[Rule] KSatisfiability to MaxCut

[zazabap]

Source: KSatisfiability
Target: MaxCut
Motivation: Classic NP-completeness reduction connecting Boolean satisfiability to graph partitioning, establishing MaxCut as NP-hard.
Reference: Garey, Johnson & Stockmeyer, "Some simplified NP-complete graph problems," Theoretical Computer Science 1(3), 237–267 (1976). Also: Garey & Johnson, Computers and Intractability (1979), Section 3.2.5.

Reduction Algorithm

Given a 3-SAT instance with $n$ variables $x_1, \ldots, x_n$ and $m$ clauses $C_1, \ldots, C_m$:

Notation:

• $n$ = number of variables, $m$ = number of clauses (each clause has exactly 3 literals)
• For variable $x_i$, create two vertices: $v_i$ (positive literal) and $v_i'$ (negative literal)

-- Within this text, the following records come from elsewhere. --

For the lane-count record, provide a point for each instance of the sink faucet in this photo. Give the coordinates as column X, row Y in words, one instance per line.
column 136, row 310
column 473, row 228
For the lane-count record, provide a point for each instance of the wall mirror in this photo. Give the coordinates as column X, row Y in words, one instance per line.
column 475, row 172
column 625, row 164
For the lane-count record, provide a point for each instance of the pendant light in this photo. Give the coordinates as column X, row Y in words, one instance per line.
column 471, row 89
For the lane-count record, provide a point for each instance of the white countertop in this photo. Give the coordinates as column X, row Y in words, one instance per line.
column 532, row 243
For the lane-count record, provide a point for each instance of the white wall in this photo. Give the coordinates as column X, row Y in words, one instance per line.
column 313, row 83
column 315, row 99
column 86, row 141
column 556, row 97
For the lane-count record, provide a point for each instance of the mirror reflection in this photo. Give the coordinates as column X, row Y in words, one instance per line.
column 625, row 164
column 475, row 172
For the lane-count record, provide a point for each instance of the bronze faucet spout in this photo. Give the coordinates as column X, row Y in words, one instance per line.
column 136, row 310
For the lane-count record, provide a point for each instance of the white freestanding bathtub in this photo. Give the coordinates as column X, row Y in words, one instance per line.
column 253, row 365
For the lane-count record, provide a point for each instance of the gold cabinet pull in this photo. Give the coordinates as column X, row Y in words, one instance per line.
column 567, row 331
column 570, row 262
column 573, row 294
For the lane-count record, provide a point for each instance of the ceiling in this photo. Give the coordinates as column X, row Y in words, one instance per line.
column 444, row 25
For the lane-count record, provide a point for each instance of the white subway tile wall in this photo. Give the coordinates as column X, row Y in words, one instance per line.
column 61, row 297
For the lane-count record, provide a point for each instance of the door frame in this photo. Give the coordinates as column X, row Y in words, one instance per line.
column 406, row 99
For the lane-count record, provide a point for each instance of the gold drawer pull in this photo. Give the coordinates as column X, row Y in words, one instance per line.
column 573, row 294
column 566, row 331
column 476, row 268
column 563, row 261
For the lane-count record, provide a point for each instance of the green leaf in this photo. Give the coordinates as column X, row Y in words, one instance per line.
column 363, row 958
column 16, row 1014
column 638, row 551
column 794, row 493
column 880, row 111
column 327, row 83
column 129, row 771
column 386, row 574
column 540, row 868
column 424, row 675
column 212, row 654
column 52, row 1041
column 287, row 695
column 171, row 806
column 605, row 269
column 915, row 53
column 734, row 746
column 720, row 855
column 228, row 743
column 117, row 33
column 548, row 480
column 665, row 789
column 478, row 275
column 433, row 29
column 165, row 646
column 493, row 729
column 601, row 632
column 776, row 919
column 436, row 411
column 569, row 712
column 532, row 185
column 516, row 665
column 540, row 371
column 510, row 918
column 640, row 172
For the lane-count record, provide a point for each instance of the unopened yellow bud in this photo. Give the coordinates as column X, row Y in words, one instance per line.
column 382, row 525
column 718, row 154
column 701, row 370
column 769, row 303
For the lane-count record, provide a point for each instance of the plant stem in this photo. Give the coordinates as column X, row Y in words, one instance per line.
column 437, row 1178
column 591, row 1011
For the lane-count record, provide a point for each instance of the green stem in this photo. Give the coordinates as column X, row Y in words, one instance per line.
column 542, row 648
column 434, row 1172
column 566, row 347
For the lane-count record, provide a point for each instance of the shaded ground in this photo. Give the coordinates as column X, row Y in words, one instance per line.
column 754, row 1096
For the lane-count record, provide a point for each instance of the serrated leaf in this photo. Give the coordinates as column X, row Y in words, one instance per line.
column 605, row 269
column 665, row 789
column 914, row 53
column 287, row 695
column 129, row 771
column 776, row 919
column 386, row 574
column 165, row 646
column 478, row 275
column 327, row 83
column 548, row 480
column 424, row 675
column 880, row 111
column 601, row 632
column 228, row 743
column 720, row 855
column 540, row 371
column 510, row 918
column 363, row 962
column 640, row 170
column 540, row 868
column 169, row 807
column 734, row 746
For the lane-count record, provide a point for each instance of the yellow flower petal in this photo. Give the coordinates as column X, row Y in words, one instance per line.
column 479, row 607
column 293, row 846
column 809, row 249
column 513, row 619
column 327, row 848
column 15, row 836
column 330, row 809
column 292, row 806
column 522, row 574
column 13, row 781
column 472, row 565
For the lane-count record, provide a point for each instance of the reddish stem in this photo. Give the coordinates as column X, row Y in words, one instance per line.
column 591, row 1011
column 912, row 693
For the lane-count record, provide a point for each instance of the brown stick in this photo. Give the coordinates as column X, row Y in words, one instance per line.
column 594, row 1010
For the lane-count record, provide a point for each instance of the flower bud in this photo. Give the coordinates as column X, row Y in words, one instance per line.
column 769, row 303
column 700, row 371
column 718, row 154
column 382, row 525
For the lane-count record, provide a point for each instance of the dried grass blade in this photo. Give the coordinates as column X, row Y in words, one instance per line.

Variable mapping (variable gadgets):

1. For each variable $x_i$, create two vertices $v_i$ and $v_i'$ representing $x_i$ and $\neg x_i$.
2. Connect $v_i$ and $v_i'$ with an edge of weight $m$. This forces them onto opposite sides of any large cut, encoding that a variable and its negation have opposite truth values.

This gives $2n$ vertices and $n$ edges from variable gadgets.

Constraint/objective transformation (clause gadgets):
3. For each clause $C_j = (\ell_a \lor \ell_b \lor \ell_c)$:

• Add a triangle (3 edges, weight 1 each) connecting the three literal-vertices.
• For each literal $\ell$ in the clause, add an edge of weight 1 between the literal-vertex and its complement-vertex (these accumulate onto the variable-gadget edges when parallel edges are merged).

4. Cut threshold: The instance is satisfiable iff the maximum cut value $\geq n \cdot m + 2m$. Each variable gadget contributes $m$ + (number of occurrences) from the forced-opposite edges; each satisfied clause contributes exactly 2 from its triangle.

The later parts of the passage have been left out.